Muy temprano en la mañana habíamos atravesado Bogotá, dejando atrás el ruido, los trancones, la prisa. Nos cercioramos de dejar bajo llave la disyuntiva que nos consumía por aquellos días y nos lanzamos a un viaje que sería decisivo. Huíamos, tomábamos distancia de la realidad que nos estaba carcomiendo. Era también nuestra forma de redimir los días que zozobraban entre oficinas ruidosas, reuniones inútiles, montañas de papeles, informes engañosos, párrafos y discusiones insustanciales. Todas las tretas que merodeaban por módulos de gabinetes oficiales, los documentos reciclados que semana tras semana archivaba en el ordenador bajo el título «discursos Ministro», y a los que solo cambiaba nombres, lugares, fechas, pues no importaba el ministro, todos decían lo mismo: «estamos trabajando en eso», «vamos avanzando», «es nuestra preocupación», o «es nuestro objetivo reglamentar…» Lo demás se completaba por añadidura. El viaje era la ilusión de escapar a la rutina y nuestro modo de evadir la resolución del dilema.
Superada la congestión urbana, por fin el carro avanza por la carretera. Una lluvia fina salpica los vidrios. El descenso es sinuoso y la luz brilla en las copas de los árboles. Llevas el rostro dulce, tu perfil está iluminado, tocas mi pierna izquierda y dices que la lluvia es bonita. La ruta que seguimos es como nuestra vida en común: incierta. La jugaremos al azar. Todo lo que aparezca al frente será parte de la aventura, así lo hemos prometido. Dices que este viaje será inolvidable y que merece un diario. Te respondo que no sé escribir diarios, que cuando era adolescente escribí uno, pero terminó cansándome ese monólogo con el papel. Agrego que el diario tiene un carácter íntimo y eso es contradictorio porque uno escribe para ser leído y escuchado, no para atragantarse las palabras como quien prepara bocados que nadie tendrá el gusto de probar.

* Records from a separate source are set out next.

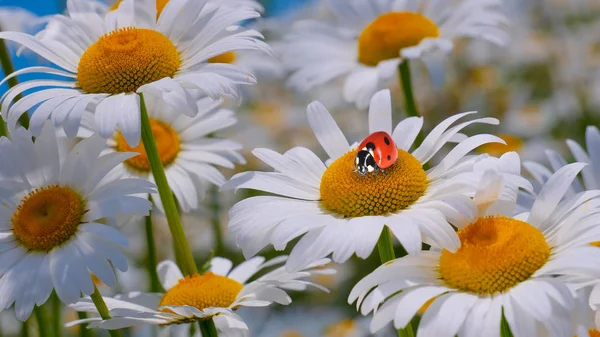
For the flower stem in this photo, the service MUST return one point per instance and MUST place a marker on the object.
(8, 69)
(103, 310)
(43, 327)
(25, 329)
(188, 266)
(504, 327)
(208, 328)
(409, 99)
(56, 315)
(215, 220)
(385, 246)
(151, 260)
(83, 332)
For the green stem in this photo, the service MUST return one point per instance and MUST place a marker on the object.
(83, 331)
(8, 69)
(151, 260)
(188, 266)
(103, 310)
(409, 99)
(43, 327)
(25, 329)
(56, 315)
(385, 246)
(208, 328)
(216, 223)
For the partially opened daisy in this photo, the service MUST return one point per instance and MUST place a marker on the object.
(186, 148)
(107, 58)
(340, 211)
(51, 219)
(214, 295)
(516, 267)
(371, 37)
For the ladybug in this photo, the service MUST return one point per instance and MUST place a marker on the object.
(377, 152)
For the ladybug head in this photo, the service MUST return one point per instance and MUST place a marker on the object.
(364, 162)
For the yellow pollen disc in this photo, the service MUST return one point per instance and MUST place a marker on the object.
(496, 149)
(48, 217)
(343, 328)
(203, 291)
(228, 57)
(348, 194)
(160, 4)
(167, 142)
(125, 59)
(383, 38)
(496, 254)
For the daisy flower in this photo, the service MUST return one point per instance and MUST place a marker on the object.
(107, 59)
(372, 37)
(590, 173)
(342, 212)
(508, 266)
(215, 294)
(186, 148)
(51, 231)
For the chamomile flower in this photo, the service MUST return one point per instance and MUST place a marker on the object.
(372, 37)
(590, 173)
(342, 212)
(107, 59)
(51, 231)
(215, 295)
(516, 267)
(188, 153)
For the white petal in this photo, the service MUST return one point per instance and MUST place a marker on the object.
(380, 112)
(327, 131)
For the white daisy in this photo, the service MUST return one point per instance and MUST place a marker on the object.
(186, 148)
(51, 235)
(215, 294)
(101, 57)
(372, 37)
(590, 173)
(506, 266)
(342, 212)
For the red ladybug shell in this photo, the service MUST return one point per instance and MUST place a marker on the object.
(383, 148)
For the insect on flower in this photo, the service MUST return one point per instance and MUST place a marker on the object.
(377, 152)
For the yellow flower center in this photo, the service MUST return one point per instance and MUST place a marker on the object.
(383, 38)
(202, 291)
(48, 217)
(497, 149)
(348, 194)
(496, 254)
(160, 4)
(228, 57)
(167, 143)
(343, 328)
(125, 59)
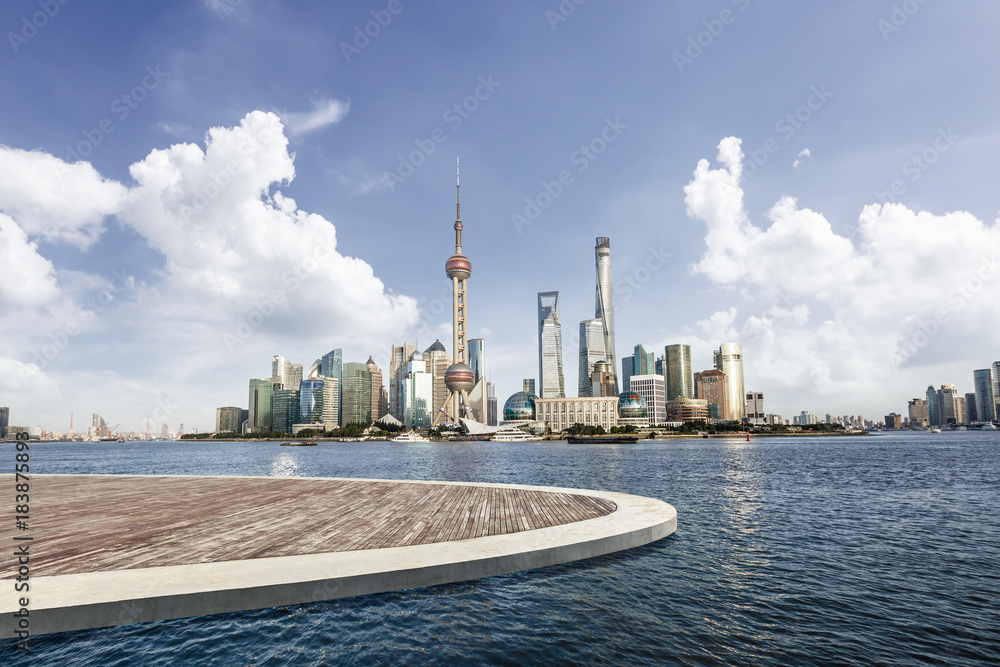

Sigue un largo silencio y pienso que si escribiera algo sobre este viaje comenzaría retratando la luz en tu rostro cuando me dices que hagamos un diario para no olvidar esta historia que hemos iniciado contra la fatalidad y los malos augurios de los amigos. Piensan que somos insensatos o locos. Dicen que queremos escapar a esa realidad que nos tiene maniatados, a las evidencias que nos separan. Como si la vida misma no fuera un albur. Nos empecinamos en continuar juntos en esta travesía de final dudoso. Tal vez terminemos despedazados y solo estamos prolongando la agonía, dicen. Respiramos deseo y cosechamos confusión.
La tarde empieza a despejarse a nuestro paso. El verde se crece de pronto y ahora es una larga cadena de montañas. La mirada se me ensancha y decido escribir un diario de este viaje, como si se tratara de un relato de colegiales ilusos, tontos; de chiquillos que se roban un fragmento del mundo para echarlo en sus mochilas, para ponerlo bajo sus botas. Prometo que he de escribirlo todo, sin escrúpulos.